Mais les élus entendent amender significativement les deux pages de la résolution élaborée par la Maison Blanche, afin d'écrire noir sur blanc qu'aucun soldat américain ne saurait être déployé en territoire hostile, et les médias américains spéculaient sur les maigres chances de succès de la résolution.

Indépendamment du débat autour des attaques chimiques présumées, le Haut Commissaire de l'ONU pour les réfugiés Antonio Gutteres a estimé mardi matin que la Syrie était «devenue la grande tragédie de ce siècle, une calamité humanitaire indigne avec des souffrances et des déplacements de population sans équivalent dans l'Histoire récente».
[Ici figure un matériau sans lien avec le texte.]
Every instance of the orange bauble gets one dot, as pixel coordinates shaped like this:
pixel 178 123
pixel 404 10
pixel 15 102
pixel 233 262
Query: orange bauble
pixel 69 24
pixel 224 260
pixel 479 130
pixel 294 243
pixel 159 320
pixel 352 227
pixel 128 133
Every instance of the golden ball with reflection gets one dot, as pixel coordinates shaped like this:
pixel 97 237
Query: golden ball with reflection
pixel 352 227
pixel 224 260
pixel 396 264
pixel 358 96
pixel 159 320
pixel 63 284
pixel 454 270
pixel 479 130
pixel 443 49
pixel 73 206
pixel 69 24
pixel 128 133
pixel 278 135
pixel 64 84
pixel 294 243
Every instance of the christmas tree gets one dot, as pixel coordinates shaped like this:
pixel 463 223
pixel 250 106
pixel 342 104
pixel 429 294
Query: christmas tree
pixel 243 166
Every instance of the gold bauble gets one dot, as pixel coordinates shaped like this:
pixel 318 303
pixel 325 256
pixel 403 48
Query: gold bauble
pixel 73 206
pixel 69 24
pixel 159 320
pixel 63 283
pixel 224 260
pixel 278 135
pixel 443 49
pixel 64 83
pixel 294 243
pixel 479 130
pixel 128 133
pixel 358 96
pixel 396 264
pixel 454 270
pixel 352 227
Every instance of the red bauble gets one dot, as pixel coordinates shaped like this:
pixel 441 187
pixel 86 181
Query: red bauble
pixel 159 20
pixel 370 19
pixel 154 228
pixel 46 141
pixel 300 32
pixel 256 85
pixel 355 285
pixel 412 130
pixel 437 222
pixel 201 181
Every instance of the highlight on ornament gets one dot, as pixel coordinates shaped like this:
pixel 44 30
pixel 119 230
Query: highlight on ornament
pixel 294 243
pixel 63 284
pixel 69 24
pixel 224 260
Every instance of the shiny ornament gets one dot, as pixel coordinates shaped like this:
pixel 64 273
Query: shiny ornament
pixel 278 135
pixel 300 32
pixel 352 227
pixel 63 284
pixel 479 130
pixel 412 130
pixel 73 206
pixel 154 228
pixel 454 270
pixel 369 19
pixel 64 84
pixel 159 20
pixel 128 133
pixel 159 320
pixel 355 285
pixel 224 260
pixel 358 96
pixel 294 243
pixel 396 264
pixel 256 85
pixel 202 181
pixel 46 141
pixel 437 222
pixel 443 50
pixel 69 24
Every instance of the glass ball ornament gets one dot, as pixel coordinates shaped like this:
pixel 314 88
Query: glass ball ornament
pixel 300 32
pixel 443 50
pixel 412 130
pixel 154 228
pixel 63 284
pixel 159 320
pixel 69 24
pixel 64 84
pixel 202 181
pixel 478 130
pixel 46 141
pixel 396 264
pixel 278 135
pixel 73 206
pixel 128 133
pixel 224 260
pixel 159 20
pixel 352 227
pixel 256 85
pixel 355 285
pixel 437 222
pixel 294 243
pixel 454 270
Le nombre de réfugiés syriens était passé en un an de 230 000 à deux millions, dont plus de la moitié d'enfants, et «la seule consolation est l'humanité et la fraternité dont font preuve les pays voisins en accueillant tant de réfugiés et en leur sauvant la vie», a-t-il ajouté.

À la fin août, les Syriens enregistrés comme réfugiés ou en attente de l'être étaient 110 000 en Égypte, 168 000 en Irak, 515 000 en Jordanie, 716 000 au Liban et 460 000 en Turquie, a détaillé le Haut commissariat de l'ONU aux réfugiés (HCR).
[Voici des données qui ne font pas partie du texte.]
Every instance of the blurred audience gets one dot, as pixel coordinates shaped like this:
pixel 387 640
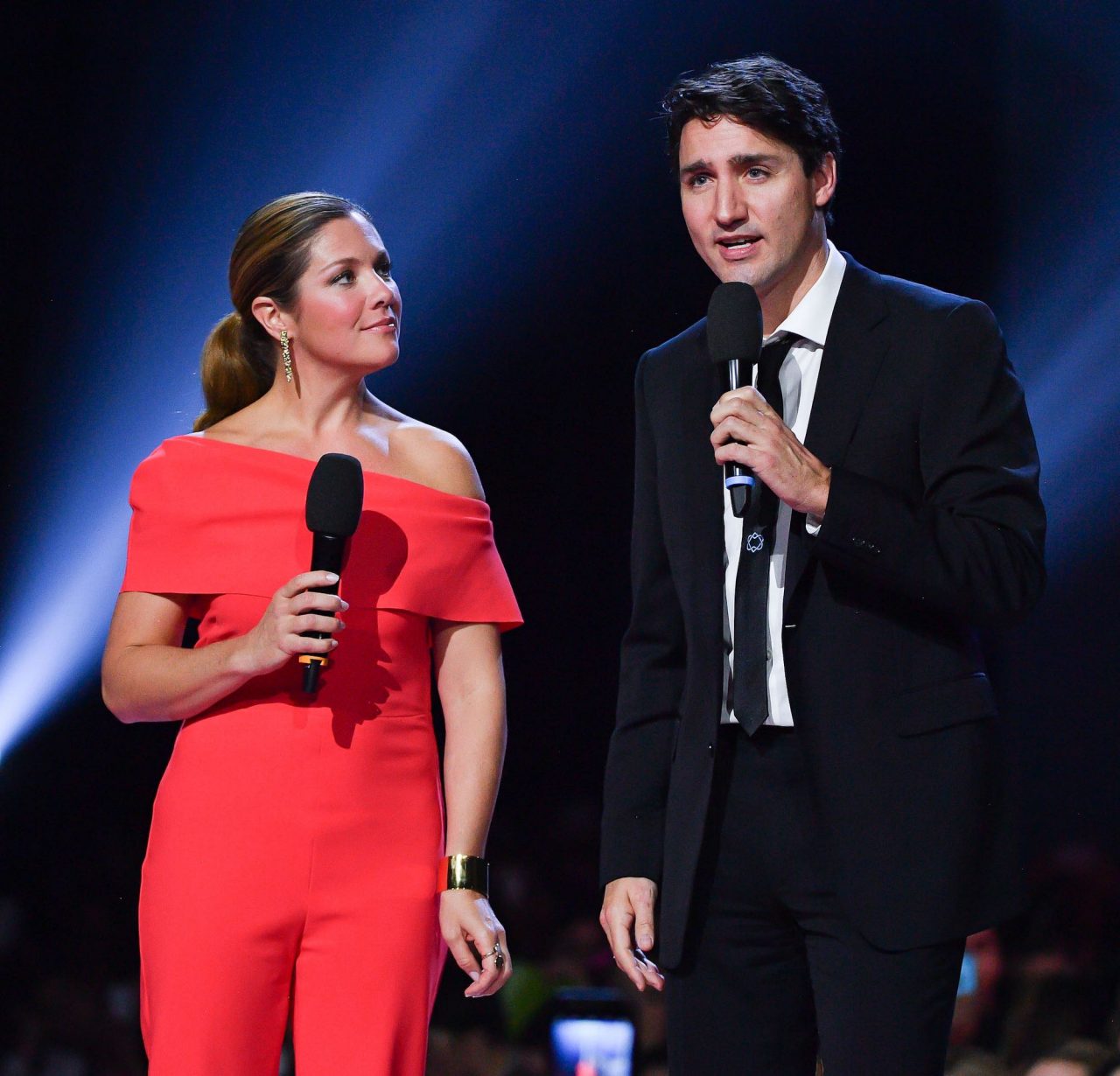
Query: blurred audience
pixel 1039 998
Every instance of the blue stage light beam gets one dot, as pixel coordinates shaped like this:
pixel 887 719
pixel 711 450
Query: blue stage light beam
pixel 391 118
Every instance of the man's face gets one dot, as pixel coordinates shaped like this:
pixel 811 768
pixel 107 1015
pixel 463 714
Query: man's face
pixel 751 209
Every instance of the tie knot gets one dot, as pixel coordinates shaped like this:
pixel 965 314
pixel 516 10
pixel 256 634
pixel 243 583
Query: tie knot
pixel 774 353
pixel 770 363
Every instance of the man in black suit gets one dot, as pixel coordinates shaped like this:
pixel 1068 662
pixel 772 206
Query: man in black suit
pixel 807 800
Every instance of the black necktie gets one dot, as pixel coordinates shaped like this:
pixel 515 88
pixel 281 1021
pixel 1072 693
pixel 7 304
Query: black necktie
pixel 752 581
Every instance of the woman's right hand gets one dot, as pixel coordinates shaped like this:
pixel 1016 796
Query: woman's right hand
pixel 292 611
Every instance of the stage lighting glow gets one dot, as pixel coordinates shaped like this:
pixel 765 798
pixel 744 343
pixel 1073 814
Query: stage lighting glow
pixel 52 644
pixel 380 120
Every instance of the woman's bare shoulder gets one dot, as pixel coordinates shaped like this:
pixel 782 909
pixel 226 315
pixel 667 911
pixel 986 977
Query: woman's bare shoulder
pixel 432 457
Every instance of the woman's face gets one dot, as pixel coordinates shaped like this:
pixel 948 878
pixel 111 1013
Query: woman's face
pixel 348 311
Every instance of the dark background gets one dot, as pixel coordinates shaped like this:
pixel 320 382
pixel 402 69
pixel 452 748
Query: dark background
pixel 511 156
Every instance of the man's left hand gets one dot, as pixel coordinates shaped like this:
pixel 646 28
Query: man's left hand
pixel 748 431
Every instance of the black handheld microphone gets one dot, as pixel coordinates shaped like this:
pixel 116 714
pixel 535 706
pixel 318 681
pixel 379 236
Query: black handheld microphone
pixel 735 339
pixel 334 507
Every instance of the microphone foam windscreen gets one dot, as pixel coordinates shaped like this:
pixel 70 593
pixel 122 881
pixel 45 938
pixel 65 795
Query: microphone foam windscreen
pixel 735 324
pixel 334 495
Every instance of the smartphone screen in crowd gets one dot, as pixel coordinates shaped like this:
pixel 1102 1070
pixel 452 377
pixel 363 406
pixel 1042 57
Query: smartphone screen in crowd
pixel 592 1034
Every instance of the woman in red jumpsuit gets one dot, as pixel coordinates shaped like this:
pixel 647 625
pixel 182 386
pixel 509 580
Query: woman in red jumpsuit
pixel 295 858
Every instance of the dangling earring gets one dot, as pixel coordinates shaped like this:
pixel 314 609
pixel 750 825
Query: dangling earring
pixel 286 351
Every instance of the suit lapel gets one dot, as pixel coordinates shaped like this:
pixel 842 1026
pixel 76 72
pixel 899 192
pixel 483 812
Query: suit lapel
pixel 700 388
pixel 854 353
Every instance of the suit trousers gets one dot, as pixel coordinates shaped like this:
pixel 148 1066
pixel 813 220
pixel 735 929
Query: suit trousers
pixel 774 972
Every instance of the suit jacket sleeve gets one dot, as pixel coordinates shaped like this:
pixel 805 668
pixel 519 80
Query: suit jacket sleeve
pixel 971 543
pixel 651 682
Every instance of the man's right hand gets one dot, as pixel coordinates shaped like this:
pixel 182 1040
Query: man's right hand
pixel 627 920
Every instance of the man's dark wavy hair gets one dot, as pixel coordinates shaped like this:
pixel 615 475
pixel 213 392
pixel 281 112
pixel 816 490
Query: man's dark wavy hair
pixel 762 92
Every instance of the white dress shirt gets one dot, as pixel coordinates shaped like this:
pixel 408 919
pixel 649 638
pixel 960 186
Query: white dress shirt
pixel 808 324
La semaine dernière, les menaces occidentales de représailles contre le régime après l'attaque chimique présumée ont aussi provoqué un nouvel afflux aux frontières, même si beaucoup disaient vouloir s'éloigner seulement le temps d'éventuelles frappes.
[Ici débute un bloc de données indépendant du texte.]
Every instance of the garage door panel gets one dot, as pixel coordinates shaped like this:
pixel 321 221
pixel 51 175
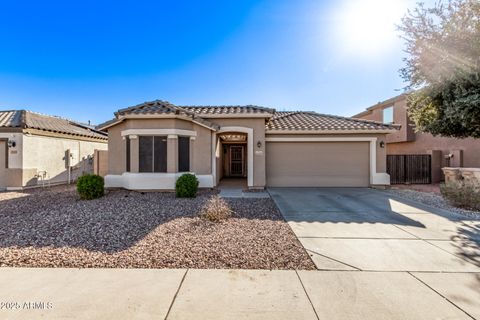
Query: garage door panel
pixel 317 164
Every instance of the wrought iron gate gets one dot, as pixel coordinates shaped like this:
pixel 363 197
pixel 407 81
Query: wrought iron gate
pixel 409 168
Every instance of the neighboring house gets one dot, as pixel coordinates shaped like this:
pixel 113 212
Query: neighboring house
pixel 36 149
pixel 444 152
pixel 152 144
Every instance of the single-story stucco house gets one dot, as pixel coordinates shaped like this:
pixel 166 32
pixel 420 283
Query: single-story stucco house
pixel 150 145
pixel 37 149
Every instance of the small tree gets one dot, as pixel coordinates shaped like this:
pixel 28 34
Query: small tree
pixel 186 186
pixel 90 186
pixel 443 65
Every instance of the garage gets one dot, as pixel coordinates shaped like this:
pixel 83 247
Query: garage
pixel 318 164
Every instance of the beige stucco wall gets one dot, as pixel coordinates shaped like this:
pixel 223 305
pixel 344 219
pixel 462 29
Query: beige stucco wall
pixel 116 150
pixel 100 162
pixel 258 126
pixel 14 154
pixel 201 146
pixel 406 141
pixel 45 153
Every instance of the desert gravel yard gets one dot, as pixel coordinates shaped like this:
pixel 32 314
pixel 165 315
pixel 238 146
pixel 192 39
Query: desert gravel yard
pixel 53 228
pixel 432 199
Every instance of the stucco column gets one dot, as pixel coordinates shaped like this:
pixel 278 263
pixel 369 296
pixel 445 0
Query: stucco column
pixel 192 161
pixel 134 153
pixel 172 153
pixel 457 160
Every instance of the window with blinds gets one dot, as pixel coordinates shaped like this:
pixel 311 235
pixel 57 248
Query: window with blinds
pixel 152 154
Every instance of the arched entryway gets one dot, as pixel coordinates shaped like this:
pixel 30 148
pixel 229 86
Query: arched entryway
pixel 233 155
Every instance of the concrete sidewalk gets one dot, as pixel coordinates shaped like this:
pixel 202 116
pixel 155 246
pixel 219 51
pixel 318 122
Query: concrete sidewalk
pixel 236 294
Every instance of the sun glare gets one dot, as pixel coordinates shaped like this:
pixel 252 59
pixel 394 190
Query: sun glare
pixel 367 27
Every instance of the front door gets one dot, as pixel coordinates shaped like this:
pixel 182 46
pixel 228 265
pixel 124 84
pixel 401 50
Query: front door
pixel 236 161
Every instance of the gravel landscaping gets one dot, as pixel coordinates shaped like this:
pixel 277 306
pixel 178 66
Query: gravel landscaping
pixel 432 199
pixel 126 229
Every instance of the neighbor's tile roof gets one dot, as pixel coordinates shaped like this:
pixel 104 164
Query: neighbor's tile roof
pixel 11 118
pixel 28 119
pixel 305 121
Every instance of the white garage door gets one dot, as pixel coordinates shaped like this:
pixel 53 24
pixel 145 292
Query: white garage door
pixel 317 164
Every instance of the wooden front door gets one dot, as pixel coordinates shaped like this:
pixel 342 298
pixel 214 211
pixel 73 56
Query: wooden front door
pixel 236 161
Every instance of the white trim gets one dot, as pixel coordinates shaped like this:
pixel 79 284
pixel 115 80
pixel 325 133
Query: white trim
pixel 249 132
pixel 159 132
pixel 152 181
pixel 375 177
pixel 367 131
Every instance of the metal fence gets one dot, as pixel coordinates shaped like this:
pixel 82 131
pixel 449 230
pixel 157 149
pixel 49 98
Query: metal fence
pixel 409 168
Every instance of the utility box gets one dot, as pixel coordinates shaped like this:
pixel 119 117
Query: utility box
pixel 71 158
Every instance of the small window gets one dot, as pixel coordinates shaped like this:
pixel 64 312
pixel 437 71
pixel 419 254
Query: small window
pixel 127 151
pixel 152 154
pixel 388 115
pixel 183 154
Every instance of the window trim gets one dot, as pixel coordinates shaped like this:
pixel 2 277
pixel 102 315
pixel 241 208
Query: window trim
pixel 152 169
pixel 187 139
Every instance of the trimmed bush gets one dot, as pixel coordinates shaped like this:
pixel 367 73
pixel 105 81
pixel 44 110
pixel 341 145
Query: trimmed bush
pixel 216 209
pixel 461 195
pixel 186 186
pixel 90 186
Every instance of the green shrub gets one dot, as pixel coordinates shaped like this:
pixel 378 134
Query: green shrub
pixel 90 186
pixel 216 209
pixel 461 195
pixel 186 186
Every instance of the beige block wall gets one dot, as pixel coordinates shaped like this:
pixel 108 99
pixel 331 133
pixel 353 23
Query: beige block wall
pixel 100 162
pixel 44 153
pixel 425 142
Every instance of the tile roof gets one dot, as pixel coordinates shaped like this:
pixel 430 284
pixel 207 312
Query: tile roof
pixel 10 118
pixel 165 107
pixel 27 119
pixel 312 121
pixel 228 110
pixel 275 121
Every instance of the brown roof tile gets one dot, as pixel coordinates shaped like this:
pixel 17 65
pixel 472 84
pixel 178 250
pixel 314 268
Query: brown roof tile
pixel 312 121
pixel 275 121
pixel 165 107
pixel 32 120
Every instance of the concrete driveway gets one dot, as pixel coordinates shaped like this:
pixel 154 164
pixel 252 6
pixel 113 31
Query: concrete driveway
pixel 369 230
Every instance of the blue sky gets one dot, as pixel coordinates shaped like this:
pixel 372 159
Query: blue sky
pixel 86 59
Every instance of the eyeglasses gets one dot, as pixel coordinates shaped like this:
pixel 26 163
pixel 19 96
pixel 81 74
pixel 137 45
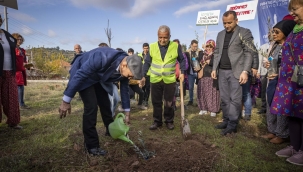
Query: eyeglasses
pixel 294 9
pixel 275 32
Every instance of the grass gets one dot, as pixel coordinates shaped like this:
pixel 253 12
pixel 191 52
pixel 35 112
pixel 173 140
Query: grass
pixel 48 143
Outre les réfugiés, environ 4,25 millions de personnes sont déplacées à l'intérieur de la Syrie, soit un total de plus de six millions de personnes déracinées sur 22 millions d'habitants, ce qui n'a pas d'équivalent dans le monde, a souligné le HCR.

À Damas, les déplacés ont remplacé les touristes. Dans des hôtels décrépits du secteur populaire de Marjé à Damas, plusieurs dizaines d'entre eux vivent ainsi, certains depuis plus d'un an, entassés dans des chambres de 15m2 où ils cuisinent dans les salles de bain.

Lundi, le gouvernement français a diffusé une note de synthèse de ses services de renseignement analysant 49 vidéos tournées après l'attaque du 21 août en concluant à la responsabilité du régime dans la mort d'au moins 281 personnes par gaz toxiques. Les États-Unis ont parlé de plus de 400 enfants et un millier d'adultes tués, l'Observatoire syrien des droits de l'Homme (OSDH) a évoqué un bilan de plus de 500 morts.

Le Parlement français doit débattre mercredi en session extraordinaire d'une éventuelle intervention militaire, mais aucun vote n'est prévu selon le premier ministre Jean-Marc Ayrault.

«Le peuple français n'est pas notre ennemi, mais (...) dans la mesure où la politique de l'État français est hostile au peuple syrien, cet État sera son ennemi», a répliqué M. Assad dans une interview au journal français Le Figaro.

«Il y aura des répercussions, négatives bien entendu, sur les intérêts de la France», a-t-il encore menacé.

«Le risque d'une guerre régionale existe», a-t-il ajouté dans cette rare interview à un média occidental. «Le Moyen-Orient est un baril de poudre et le feu s'en approche aujourd'hui», a-t-il mis en garde.

À trois jours d'un sommet du G20 jeudi à Saint-Pétersbourg - durant lequel aucun tête-à-tête n'est prévu entre Vladimir Poutine et Barack Obama - la Russie a réitéré son opposition à une frappe contre son allié syrien.

Le chef de la diplomatie russe Sergueï Lavrov a assuré lundi qu'une intervention contre Damas  pourrait «reporter pour longtemps, voire à jamais, les perspectives» d'une conférence de paix en vue d'un règlement du conflit syrien, qui a déjà fait selon l'OSDH plus de 110 000 morts.